NEW YORK -- South Koreans have little faith in their nation's news media, particularly in the media's ability to provide fair coverage, a sentiment that contrasts with the broader support expressed in the U.S. and Japan, a new Pew Research study shows.
Pew found that just 27% of South Koreans believed their country's media covered political issues fairly, with a similarly paltry 36% viewing their news reports as accurate. The survey was conducted in early February and March 2017, during the impeachment trial of then-President Park Geun-hye, who was ousted in March over a corruption scandal.
South Korea and Greece were the only nations among the 38 surveyed in which fewer than one-third of respondents rated domestic media coverage as fair.
In contrast, 47% of U.S. respondents, who saw the inauguration of President Donald Trump last year, found political coverage fair, and 56% thought the news was accurate. Such figures also were higher in Japan, reaching 55% for fairness and 65% for accuracy.
"Across countries we see that satisfaction with the news media is closely related to satisfaction with country conditions more broadly," Katie Simmons, Pew associate director of research, told the Nikkei Asian Review. "In places where people are dissatisfied with their government or dissatisfied with their economy, they also tend to be dissatisfied or less satisfied with how their news media is performing."
South Korea provides a sharp illustration, Simmons noted.

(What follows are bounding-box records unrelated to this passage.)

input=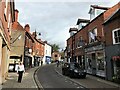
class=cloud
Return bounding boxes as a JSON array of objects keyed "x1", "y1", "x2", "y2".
[{"x1": 15, "y1": 0, "x2": 118, "y2": 48}]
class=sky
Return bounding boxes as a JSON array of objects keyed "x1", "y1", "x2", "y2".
[{"x1": 15, "y1": 0, "x2": 119, "y2": 49}]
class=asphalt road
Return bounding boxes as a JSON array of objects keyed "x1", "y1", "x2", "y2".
[{"x1": 37, "y1": 65, "x2": 83, "y2": 89}]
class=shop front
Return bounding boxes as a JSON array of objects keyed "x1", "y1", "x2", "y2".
[
  {"x1": 85, "y1": 45, "x2": 106, "y2": 77},
  {"x1": 112, "y1": 56, "x2": 120, "y2": 83}
]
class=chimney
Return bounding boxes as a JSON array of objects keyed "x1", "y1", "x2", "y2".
[
  {"x1": 15, "y1": 9, "x2": 19, "y2": 22},
  {"x1": 24, "y1": 24, "x2": 30, "y2": 32}
]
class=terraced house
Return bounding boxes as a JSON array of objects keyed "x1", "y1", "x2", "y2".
[
  {"x1": 67, "y1": 2, "x2": 120, "y2": 81},
  {"x1": 0, "y1": 0, "x2": 15, "y2": 84}
]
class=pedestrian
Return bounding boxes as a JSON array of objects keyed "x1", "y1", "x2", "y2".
[
  {"x1": 41, "y1": 60, "x2": 43, "y2": 66},
  {"x1": 57, "y1": 60, "x2": 60, "y2": 67},
  {"x1": 17, "y1": 62, "x2": 25, "y2": 83}
]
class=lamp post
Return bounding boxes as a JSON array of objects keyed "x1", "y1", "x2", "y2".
[{"x1": 10, "y1": 34, "x2": 22, "y2": 45}]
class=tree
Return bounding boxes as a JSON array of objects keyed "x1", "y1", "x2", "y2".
[{"x1": 52, "y1": 44, "x2": 60, "y2": 52}]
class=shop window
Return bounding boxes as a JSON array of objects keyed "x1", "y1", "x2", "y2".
[
  {"x1": 89, "y1": 28, "x2": 97, "y2": 43},
  {"x1": 97, "y1": 52, "x2": 105, "y2": 70},
  {"x1": 113, "y1": 28, "x2": 120, "y2": 44}
]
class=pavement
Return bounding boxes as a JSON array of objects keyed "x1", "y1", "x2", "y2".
[
  {"x1": 2, "y1": 67, "x2": 39, "y2": 90},
  {"x1": 55, "y1": 66, "x2": 120, "y2": 90},
  {"x1": 2, "y1": 66, "x2": 120, "y2": 90}
]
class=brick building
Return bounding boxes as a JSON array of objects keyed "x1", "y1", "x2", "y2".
[
  {"x1": 24, "y1": 24, "x2": 35, "y2": 68},
  {"x1": 0, "y1": 0, "x2": 15, "y2": 84},
  {"x1": 104, "y1": 8, "x2": 120, "y2": 83},
  {"x1": 9, "y1": 10, "x2": 25, "y2": 65},
  {"x1": 32, "y1": 31, "x2": 45, "y2": 66},
  {"x1": 67, "y1": 3, "x2": 120, "y2": 80}
]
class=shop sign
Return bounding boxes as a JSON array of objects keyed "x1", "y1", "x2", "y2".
[
  {"x1": 85, "y1": 45, "x2": 103, "y2": 52},
  {"x1": 112, "y1": 56, "x2": 120, "y2": 60}
]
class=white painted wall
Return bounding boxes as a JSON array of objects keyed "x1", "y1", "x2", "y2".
[{"x1": 43, "y1": 43, "x2": 52, "y2": 64}]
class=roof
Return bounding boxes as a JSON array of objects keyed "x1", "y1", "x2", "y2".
[
  {"x1": 104, "y1": 8, "x2": 120, "y2": 24},
  {"x1": 34, "y1": 37, "x2": 45, "y2": 45},
  {"x1": 26, "y1": 31, "x2": 34, "y2": 42},
  {"x1": 69, "y1": 28, "x2": 78, "y2": 32},
  {"x1": 88, "y1": 5, "x2": 110, "y2": 13},
  {"x1": 76, "y1": 19, "x2": 90, "y2": 25},
  {"x1": 91, "y1": 5, "x2": 110, "y2": 10}
]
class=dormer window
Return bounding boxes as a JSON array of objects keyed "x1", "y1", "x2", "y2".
[
  {"x1": 89, "y1": 5, "x2": 109, "y2": 21},
  {"x1": 76, "y1": 19, "x2": 90, "y2": 30}
]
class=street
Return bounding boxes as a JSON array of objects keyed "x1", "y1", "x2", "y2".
[
  {"x1": 37, "y1": 64, "x2": 119, "y2": 90},
  {"x1": 37, "y1": 65, "x2": 83, "y2": 88}
]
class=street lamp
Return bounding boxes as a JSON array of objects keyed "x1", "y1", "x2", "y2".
[{"x1": 10, "y1": 34, "x2": 22, "y2": 44}]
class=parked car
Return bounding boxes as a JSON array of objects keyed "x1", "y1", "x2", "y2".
[{"x1": 62, "y1": 62, "x2": 86, "y2": 78}]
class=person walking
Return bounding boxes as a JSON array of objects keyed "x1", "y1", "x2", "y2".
[
  {"x1": 41, "y1": 60, "x2": 43, "y2": 66},
  {"x1": 17, "y1": 62, "x2": 25, "y2": 83}
]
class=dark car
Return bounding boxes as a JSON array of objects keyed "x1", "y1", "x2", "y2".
[{"x1": 62, "y1": 63, "x2": 86, "y2": 78}]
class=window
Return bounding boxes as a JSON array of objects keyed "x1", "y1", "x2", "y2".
[
  {"x1": 113, "y1": 28, "x2": 120, "y2": 44},
  {"x1": 55, "y1": 55, "x2": 58, "y2": 57},
  {"x1": 4, "y1": 0, "x2": 8, "y2": 21},
  {"x1": 89, "y1": 28, "x2": 97, "y2": 43}
]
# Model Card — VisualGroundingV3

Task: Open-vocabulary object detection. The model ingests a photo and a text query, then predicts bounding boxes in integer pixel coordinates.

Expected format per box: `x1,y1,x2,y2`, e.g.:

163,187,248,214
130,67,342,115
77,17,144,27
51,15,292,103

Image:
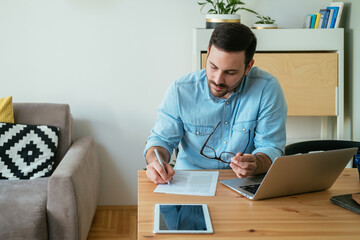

"Globally, we find that about half of people say they trust their national government to do what's right, and in South Korea it was just 23% who said that," she said. "I think one of the interesting things about South Korea -- and this is a pattern we see elsewhere -- they were particularly unhappy with their news media about its coverage of the government, as well as if it was covering political issues fairly."
South Koreans are also avid consumers of digital media, with 80% saying they get news from the internet at least once a day. Moreover, 57% reported using social media sites as a news source at least once daily, including 45% of those 50 or older. This far exceeds the global median, in which fewer than one-quarter of those 50 or older obtain news from social media sites.
"Consistently, South Korea is among the highest in terms of internet access, owning a smartphone and going online and using social media," Simmons said. "And so they just really are very high in terms of their tech access."
Pew found no significant correlation globally between digital media consumption patterns and satisfaction with the media, but the survey did note a link in a few countries. In Asia, high consumption in South Korea and Japan was linked to negative satisfaction with the media, while digital media consumption in India held a positive link to media satisfaction, Simmons noted.